I saw an officer fire his revolver once or twice, killing a man” he then heard another shot and “asked what had happened, and a gentlemen told me that an officer had shot himself.."

Triumph and Tragedy lists a 19 year-old “Sunderland, Mr. Victor Sunderland” who, having embarked at Southampton was traveling from “England to Cleveland, OH” in Third Class (7.).

Encyclopedia Titanica contains a fairly competent review of his activity aboard Titanic after the collision, including this excerpt:

“He found the boat deck crowded along the starboard side. The crew was filling boats with women and children and lowering them away… The ship was beginning to list to port and the boats along the starboard were almost all gone. The passengers were moving to the port side, but were kept back by crew members… he also claimed to have seen an officer firing a revolver in the air once or twice and then shooting a man who had refused to get out of a boat…Sunderland stayed close to the front of the boat deck, where Second Officer Lightoller and several fireman were trying to launch collapsible B. Water was gushing toward him. The front of the boat began to rapidly sink. The firemen began jumping overboard. Sunderland followed. He swam away and found Boat B floating next to the sinking Titanic, washed overboard. He grabbed onto it as it floated near the forward funnel, moments later the funnel fell down. Sunderland thought the ship broke in two at that time. Sunderland and about 27 or 28 other men climbed onto Boat B.” (Philip Hind, Encyclopedia Titanica (8.))

The above evidence compiled from sources by Philip Hind has a definite degree of accuracy, with little exaggeration present. He both describes the forward funnel falling and the ship breaking in two (two events that were only confirmed by the wreck’s discovery in 1985).

The April 26, 1912 issue of the Cleveland Plain Dealer, quoted Sunderland’s account regarding a passenger who was shot:

“In one boat, partly filled with women and children, sat - I think he was a Russian. An officer told him to get out, but he wouldn’t. The officer fired his revolver in the air once or twice and still the man sat there. The officer then shot him and he dropped back in his seat. He was lifted up and dropped overboard.” (courtesy of Bill Wormstedt, Shots in the Dark (12.) )

In the May issue of The Daily Sketch: Sunderland provided further details:

“‘I saw an officer fire his revolver once or twice, killing a man.’ Sunderland then claimed he started heading towards the stern of the ship and heard another shot. ‘I asked what had happened, and a gentlemen told me that an officer had shot himself. Seeing that I could not secure a spot in a lifeboat, I leapt from the ship and into the water just a few feet below.’” (courtesy of Bill Wormstedt, Shots in the Dark (12.) )

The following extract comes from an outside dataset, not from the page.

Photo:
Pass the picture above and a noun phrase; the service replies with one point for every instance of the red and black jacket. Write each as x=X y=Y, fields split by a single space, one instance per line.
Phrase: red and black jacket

There is an apparent contradiction between this suicide account and information given by Titanica which insinuates that Sunderland was on the port side with Lightoller launching collapsible B when he jumped, while the suicide account has him heading toward the stern when he jumps. It is possible that both are true, that he was assisting with the collapsible and then headed “towards” the stern, away from the water, to be overwhelmed by the crowds, some spilling over from the starboard side, including a gentleman who says an officer has just shot himself, hence explaining the gun shot.

Tad Fitch, a Titanic researcher who assisted Bill Wormstedt in the construction of the Shots in the Dark website, adds that Sunderland “saw an officer, who he stated was the ‘first officer’ in one account, shoot a man. Sunderland then crossed over to the port side and leapt overboard, following Lightoller’s example” (12.) . Even so, Sunderland does not personally see the suicide and his account is based on a report by another passenger –though interestingly a “gentleman.”